What an age we live in. On Valentine’s Day, Radiohead announced they would be digitally releasing a new album five days later. Four days later, they released the bugger early. A pleasant surprise and a timely reminder of just how the game is changing in the music industry.
But, the music is all, and so this review is centring on the actual tunes, not the earth-shattering ramifications of the whys and wherefores of the release of the album. However it gets into your ears, Radiohead have given us another album, their eighth: The King of Limbs.
The significance of Radiohead’s last album In Rainbows musically is that it’s the Radiohead album for people who don’t like Radiohead: those turned off by the obtuse and difficult (though masterful) Kid A, or the paranoid frenzy of OK Computer could find solace in the warm, enchanting, and downright pretty In Rainbows. The band had reinvented themselves yet again, and once again critics and the paying public had responded positively.
In spirit and aesthetic, The King of Limbs is closest to its immediate predecessor, 2007’s undeniable masterpiece In Rainbows (and the quietly-released adjunct, the underrated collection In Rainbows Pt. II). “Little By Little” is musically in the same vein and lyrical ballpark as “Jigsaw Falling Into Place,” and “Codex” brings to mind “Last Flowers” from In Rainbows Pt II.
So, 2011 finds Radiohead not ripping up the rulebook, but instead refining and reorganising their sound. The King of Limbs is easily the most subtle and understated Radiohead album to date, and on the first couple of listens it can feel as though the album doesn’t go to many places or take many chances; there are no real booty-shakers like “Bodysnatchers,” no stand-out anthems like “Paranoid Android” or “Just,” no moments of startling beauty like “Pyramid Song.”
However, perseverance will reap rewards. Any great album reveals itself by degees, and The King of Limbs is no exception. Conceptually, the album’s lyrics deal with a number of themes: obsession (such as the seductive playfulness of the call on “Morning Mr. Magpie” that “You’re such a tease, I’m such a flirt”); indulgence (“All I want is the moon upon a stick”), and hints of a dark undertone of imprisonment, observation, and subjugation – the chilling refrain of “How are we today?” calls to mind the inhuman Nurse Ratched from One Flew Over The Cuckoo’s Nest, ironically on “Morning Mr. Magpie,” a Radiohead song also named after a bird.
Musically, the album is an understated marvel. Though it feels on the first listen like a largely electronic and processed affair, guitars actually work as the fulcrum of pretty much the entire record: Johnny Greenwood and Ed O’Brien weave their guitar lines around the edges and through the centres of songs, binding the sound together without dominating it at all. Dave Navarro, take note.

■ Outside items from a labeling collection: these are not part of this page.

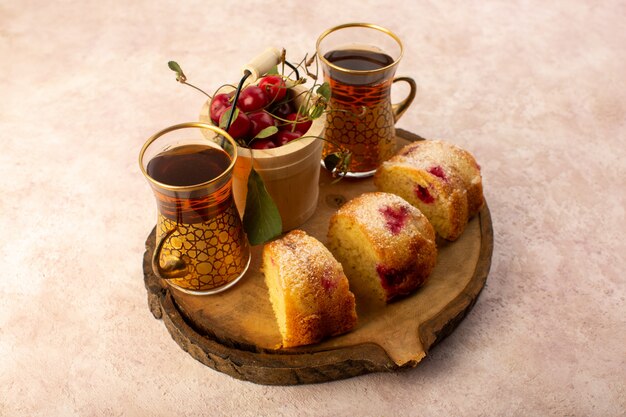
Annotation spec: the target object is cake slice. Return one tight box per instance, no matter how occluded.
[262,230,357,347]
[328,192,437,303]
[374,140,484,240]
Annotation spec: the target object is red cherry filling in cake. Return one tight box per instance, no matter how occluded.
[415,184,435,204]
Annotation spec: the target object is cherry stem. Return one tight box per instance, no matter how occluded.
[224,70,252,132]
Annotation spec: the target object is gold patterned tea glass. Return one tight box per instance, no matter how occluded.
[317,23,416,177]
[139,123,250,294]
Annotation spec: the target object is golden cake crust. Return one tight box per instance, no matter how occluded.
[263,230,357,347]
[374,140,484,240]
[328,192,437,302]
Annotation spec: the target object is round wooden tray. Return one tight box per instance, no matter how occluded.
[143,129,493,385]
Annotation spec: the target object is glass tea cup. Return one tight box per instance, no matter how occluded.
[316,23,416,177]
[139,123,250,294]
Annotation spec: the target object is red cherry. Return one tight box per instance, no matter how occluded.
[248,110,276,138]
[250,139,276,149]
[271,101,296,119]
[220,106,250,139]
[272,130,302,146]
[237,85,267,113]
[281,113,313,135]
[209,93,233,124]
[259,75,287,102]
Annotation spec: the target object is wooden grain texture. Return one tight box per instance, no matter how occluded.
[143,130,493,385]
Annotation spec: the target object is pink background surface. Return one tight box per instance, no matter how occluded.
[0,0,626,416]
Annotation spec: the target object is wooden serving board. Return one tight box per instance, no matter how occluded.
[143,129,493,385]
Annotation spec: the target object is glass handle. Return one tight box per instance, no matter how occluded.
[152,227,187,279]
[391,77,417,122]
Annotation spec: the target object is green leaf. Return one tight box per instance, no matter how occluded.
[253,126,278,139]
[243,168,283,245]
[167,61,187,82]
[220,106,239,130]
[315,82,330,100]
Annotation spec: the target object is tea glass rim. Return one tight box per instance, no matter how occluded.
[315,23,404,75]
[139,122,237,191]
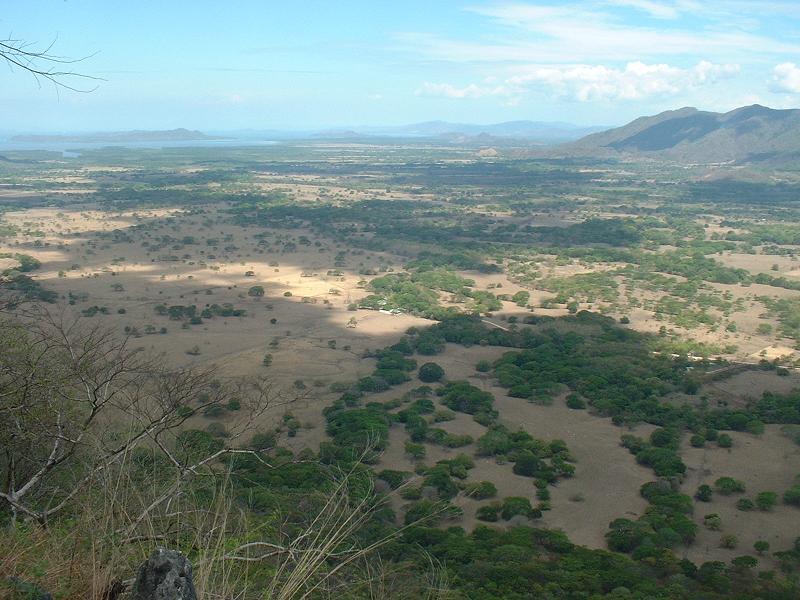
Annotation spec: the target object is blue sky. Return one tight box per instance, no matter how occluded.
[0,0,800,131]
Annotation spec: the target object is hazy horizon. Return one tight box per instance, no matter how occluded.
[0,0,800,132]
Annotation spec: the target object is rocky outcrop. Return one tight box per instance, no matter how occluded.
[129,548,197,600]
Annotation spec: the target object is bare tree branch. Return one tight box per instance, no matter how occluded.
[0,35,105,93]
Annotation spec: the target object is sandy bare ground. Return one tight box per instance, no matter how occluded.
[682,425,800,562]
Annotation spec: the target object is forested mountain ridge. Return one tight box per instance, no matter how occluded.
[556,104,800,163]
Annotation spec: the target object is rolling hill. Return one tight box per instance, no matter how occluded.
[555,104,800,163]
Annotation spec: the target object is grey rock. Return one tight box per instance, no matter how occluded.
[130,548,197,600]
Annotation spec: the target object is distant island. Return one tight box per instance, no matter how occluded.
[11,128,223,143]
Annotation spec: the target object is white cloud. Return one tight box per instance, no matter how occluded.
[416,81,512,98]
[468,61,739,102]
[772,62,800,94]
[607,0,680,19]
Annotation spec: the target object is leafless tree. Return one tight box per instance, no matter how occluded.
[0,311,292,536]
[0,35,103,93]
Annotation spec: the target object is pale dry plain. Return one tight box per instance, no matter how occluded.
[0,196,800,561]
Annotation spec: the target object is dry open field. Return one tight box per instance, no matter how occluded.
[0,156,800,561]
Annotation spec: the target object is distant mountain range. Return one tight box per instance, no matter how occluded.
[220,121,607,145]
[551,104,800,164]
[11,128,219,143]
[340,121,605,142]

As a whole, the album’s music is the aural equivalent of a Stanley Kubrick film: there’s nothing there that isn’t adding to the whole, and there are no redundant elements. It’s a beautifully-restrained record that needs repeat listens with a bloody good pair of headphones to fully appreciate. As always, credit has to go Nigel Godrich, uber-producer and craftsman of the Radiohead experience. Once again, he’s taken Radiohead’s music and helped to push it to another level.
If you’re not a Radiohead fan, or you actively dislike them, In Rainbows is the record with which to induct yourselves into the Oxford five-piece. If, like me, you were champing at the bit to get your grubby mitts on another slice of fabulousness from one of the world’s greatest artists, then don’t delay in downloading the record from their website for a paltry $9. Sit down, turn your phone off, get those massive headphones of yours on, strap yourself in, and let it wash over you a few times. Radiohead’s evolution from album to album – like the great David Bowie – shows no sign of slowing. Like Thom himself says on album closer “Separator,” “If you think this is over then you’re wrong.”